Cuando mis piernas empezaron a flaquear, él lo notó antes de que yo dijera nada.
—Date vuelta —dijo.
Me acomodé sobre manos y rodillas frente a él. Escuché que se movía detrás. Sentí su calor antes de sentir su contacto.
Entró de un solo movimiento continuo y me quedé quieta un segundo, recibiendo.
Después empezó a moverse.
Me tomó de las caderas y encontró un ritmo firme, constante, sin pausa. No era violento, pero tampoco era suave. Era exactamente lo que yo había ido a buscar sin saber bien que lo iba a buscar. Cada embate hacía que apoyara más los brazos contra el piso, que cerrara los ojos con más fuerza.

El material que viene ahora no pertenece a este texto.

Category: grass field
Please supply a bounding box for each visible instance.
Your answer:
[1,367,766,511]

El ruido que hacíamos se mezclaba con el ruido del río. Pensé en que si alguien pasaba por arriba del puente no iba a escuchar nada, y de alguna manera eso hacía todo más intenso y no menos.

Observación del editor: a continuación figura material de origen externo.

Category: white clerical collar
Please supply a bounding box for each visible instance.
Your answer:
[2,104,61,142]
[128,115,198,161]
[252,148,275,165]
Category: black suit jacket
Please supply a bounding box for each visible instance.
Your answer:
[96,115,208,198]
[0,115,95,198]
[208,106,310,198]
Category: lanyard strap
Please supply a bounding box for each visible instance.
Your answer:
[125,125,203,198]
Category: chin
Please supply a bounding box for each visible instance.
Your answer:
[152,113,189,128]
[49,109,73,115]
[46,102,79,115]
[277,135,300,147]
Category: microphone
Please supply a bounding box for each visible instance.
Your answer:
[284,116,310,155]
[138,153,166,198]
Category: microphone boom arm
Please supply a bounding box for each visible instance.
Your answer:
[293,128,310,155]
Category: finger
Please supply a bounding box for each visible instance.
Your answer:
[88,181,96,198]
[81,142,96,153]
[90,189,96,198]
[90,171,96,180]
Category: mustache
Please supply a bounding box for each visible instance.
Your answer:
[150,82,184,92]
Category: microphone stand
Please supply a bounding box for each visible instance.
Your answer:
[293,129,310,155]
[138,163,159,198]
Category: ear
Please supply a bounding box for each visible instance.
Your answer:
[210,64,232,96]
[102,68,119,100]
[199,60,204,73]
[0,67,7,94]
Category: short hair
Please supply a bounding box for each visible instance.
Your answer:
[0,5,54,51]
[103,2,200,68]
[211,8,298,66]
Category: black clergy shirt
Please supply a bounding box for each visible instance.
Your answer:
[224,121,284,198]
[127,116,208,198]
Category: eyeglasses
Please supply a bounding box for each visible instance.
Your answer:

Qué tan puta podés ser, Val.
Bastante, aparentemente.
***
Llevábamos varios minutos así cuando escuché voces.
No cercanas todavía, pero tampoco lejos. Dos personas caminando por el puente de arriba, cuyas palabras llegaban amortiguadas por el hormigón. Me detuve.
—¿Te falta mucho? —le pregunté en voz muy baja.

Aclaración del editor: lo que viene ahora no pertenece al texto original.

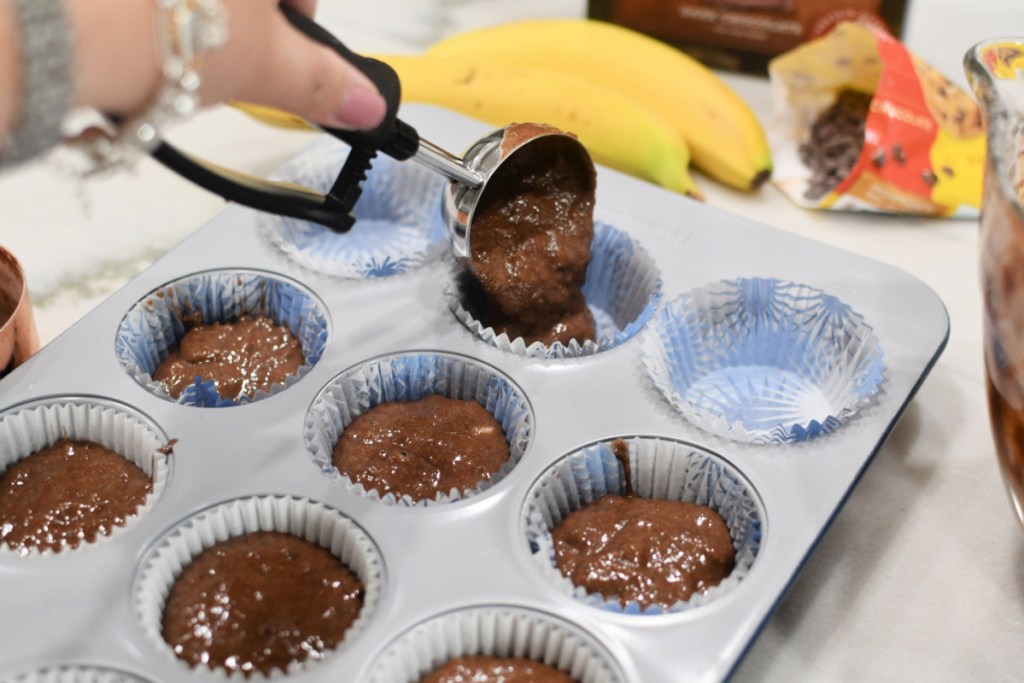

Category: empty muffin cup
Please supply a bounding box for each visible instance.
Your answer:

Él también había escuchado. Esperó un segundo antes de responder.
—Algo sí.
Me di vuelta y lo tomé con la boca de nuevo, tratando de acelerar el desenlace, pero las voces se estaban acercando más de lo que me gustaba. Pasaron dos minutos que se sintieron más largos de lo que fueron. Las voces siguieron ahí, deteniéndose, volviendo, sin terminar de alejarse del todo.
Decidí que tenía que irme.
—Perdón —le dije, mirándolo—. Hay gente.
Me miró, evaluando la situación. Después asintió despacio, con esa resignación sin resentimiento que tenía para todo. No puso mala cara, no dijo nada que no debía. Solo asintió.
Recuperé mis cosas, me acomodé la ropa y busqué el hueco por donde había entrado. Del otro lado de la pared, cuando ya estaba en la calle, escuché que dos mujeres se acercaban y empezaban a hablarle a él. No pude escuchar las palabras exactas pero sí el tono: esa desaprobación de vecinas de medianoche que encuentran algo que no entienden y sienten la obligación de opinar.
Seguí caminando sin voltear.
Caminé las diez cuadras hasta casa con los pies que apenas me dolían, todavía con el calor de todo lo que había pasado pegado en la piel. Las calles estaban completamente vacías a esa hora. Mis tacos sonaban en el asfalto y el eco volvía desde las paredes de los edificios.
Me estaba gustando demasiado eso de la calle. El riesgo, la oscuridad, la absoluta falta de sentido práctico de lo que acababa de hacer.
Lo sabía. Y no me importaba demasiado.